I’m at an age where several of my fellow millennials are in the full flush of parenthood. My social media feeds are filled with photos and videos of babies and toddlers doing what babies and toddlers do. Of course, not everyone is happy when this happens. The German police released a statement on Facebook last week urging parents to stop posting photos of their children on Facebook and other social media sites. The post states that through their parents’ actions children’s rights to privacy are infringed, they could be bullied and fall prey to paedophiles.

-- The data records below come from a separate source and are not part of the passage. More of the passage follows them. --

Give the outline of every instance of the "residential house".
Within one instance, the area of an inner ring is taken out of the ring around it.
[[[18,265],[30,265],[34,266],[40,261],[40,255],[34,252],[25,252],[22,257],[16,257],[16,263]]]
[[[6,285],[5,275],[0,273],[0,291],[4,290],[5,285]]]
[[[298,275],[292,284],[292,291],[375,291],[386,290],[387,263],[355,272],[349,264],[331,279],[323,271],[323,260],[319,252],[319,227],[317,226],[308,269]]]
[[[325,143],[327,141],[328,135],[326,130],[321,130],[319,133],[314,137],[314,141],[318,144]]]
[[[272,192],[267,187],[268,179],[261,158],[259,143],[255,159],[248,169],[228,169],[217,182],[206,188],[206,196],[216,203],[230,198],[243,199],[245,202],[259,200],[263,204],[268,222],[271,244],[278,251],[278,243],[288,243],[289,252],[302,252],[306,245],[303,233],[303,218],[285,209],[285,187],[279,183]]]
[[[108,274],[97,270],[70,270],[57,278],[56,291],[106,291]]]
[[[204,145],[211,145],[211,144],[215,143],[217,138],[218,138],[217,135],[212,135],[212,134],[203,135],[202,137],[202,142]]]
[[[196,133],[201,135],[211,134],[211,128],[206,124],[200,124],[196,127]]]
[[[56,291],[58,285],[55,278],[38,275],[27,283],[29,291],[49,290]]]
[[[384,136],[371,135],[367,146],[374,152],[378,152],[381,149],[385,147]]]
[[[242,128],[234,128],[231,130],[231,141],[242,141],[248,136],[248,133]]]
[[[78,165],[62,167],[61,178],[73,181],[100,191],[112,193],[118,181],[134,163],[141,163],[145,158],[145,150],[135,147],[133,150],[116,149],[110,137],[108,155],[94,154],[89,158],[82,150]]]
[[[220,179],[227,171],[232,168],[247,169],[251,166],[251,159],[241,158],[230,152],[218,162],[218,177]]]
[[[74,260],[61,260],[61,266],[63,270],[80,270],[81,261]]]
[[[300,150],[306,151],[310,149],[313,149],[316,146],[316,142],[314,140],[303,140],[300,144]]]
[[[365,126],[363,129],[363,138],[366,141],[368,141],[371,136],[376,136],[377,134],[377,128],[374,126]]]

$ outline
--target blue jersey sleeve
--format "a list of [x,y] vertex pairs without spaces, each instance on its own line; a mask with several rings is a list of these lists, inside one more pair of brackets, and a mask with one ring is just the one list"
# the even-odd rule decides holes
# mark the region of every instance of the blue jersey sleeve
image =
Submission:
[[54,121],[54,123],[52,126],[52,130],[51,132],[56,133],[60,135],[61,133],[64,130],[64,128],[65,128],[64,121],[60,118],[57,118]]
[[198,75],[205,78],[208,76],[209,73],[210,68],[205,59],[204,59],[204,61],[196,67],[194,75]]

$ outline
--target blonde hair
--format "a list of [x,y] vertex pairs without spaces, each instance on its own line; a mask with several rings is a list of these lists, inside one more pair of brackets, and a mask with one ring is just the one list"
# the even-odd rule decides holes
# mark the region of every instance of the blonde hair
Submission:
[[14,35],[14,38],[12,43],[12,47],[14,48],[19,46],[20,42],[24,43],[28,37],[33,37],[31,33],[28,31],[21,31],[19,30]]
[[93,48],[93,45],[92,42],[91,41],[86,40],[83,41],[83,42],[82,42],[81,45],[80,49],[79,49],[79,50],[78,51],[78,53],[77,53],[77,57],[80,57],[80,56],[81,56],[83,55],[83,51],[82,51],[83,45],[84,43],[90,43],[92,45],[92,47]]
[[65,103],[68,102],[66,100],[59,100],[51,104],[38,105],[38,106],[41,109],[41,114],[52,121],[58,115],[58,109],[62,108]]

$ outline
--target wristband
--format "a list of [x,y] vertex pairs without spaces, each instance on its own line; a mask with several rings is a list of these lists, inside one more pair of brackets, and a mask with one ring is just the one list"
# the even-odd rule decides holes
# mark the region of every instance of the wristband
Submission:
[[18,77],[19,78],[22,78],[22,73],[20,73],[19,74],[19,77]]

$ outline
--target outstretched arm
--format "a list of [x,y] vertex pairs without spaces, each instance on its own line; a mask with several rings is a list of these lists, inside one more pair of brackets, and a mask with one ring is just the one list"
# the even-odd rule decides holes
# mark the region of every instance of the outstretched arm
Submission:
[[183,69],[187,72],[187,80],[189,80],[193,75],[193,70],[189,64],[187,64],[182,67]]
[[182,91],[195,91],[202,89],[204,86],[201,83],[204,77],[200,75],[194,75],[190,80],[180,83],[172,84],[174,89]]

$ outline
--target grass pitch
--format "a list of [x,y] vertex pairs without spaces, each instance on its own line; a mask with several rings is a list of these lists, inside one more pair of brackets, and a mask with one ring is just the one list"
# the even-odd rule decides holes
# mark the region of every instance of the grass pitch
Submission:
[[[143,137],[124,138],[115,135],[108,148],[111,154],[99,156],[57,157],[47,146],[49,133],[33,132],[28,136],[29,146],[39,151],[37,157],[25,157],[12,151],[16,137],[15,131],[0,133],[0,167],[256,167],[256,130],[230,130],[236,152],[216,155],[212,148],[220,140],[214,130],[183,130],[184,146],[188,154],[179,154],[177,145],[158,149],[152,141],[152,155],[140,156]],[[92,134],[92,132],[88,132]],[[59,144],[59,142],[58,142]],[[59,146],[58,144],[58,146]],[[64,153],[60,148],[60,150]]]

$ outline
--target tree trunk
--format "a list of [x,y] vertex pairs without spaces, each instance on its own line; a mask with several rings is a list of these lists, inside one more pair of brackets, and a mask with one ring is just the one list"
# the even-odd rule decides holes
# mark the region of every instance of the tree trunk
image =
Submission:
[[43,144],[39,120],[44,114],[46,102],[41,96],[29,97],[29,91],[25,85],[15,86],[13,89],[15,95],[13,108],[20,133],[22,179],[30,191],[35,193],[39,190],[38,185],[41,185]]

I agree with the sentiment and believe it is also good advice for South Africans. In a country with a rising level of online predators, parents should be mindful of the kind of photos and videos they upload. Toilet-training selfies and half-naked shots at the beach are probably not good choices to upload. If content of your children is posted, it should be shared to friends and family on the private settings of the social media platforms used. Parents can also protect their children further by ensuring that the pictures do not include any identifying features such as a school name or street address.

AFP

AFP

Besides the danger of online predators, parents should be aware that the internet never forgets. Some might argue that posting a video of a toddler’s bumpy slide ride is harmless fun. However, this is a type of video that may well be used to ridicule a child later on in life. It is a worrying fact that incidents such as that experienced by Saheti School reveals that we’re living in a time where online bullying among South African children has become commonplace and our schools are still finding their feet when dealing with this issue.

When a parent posts content, they’re beginning a virtual history and creating an online identity for that child. In the best-case scenario, a person would be able to look back and see documented evidence that they were loved and appreciated by their parents. This is best seen in the case of two-year-old Oratilwe Hlongwane who became an internet sensation this year after a mobile video displaying his skills as a DJ went viral. Hlongwane has received thousands of Facebook fans and sponsorship deals and may likely grow up appreciative that his parents supported his abilities from an early age. However, some children may end up feeling resentful of the online identify crafted for them by their parents before they have the ability to figure out who they are.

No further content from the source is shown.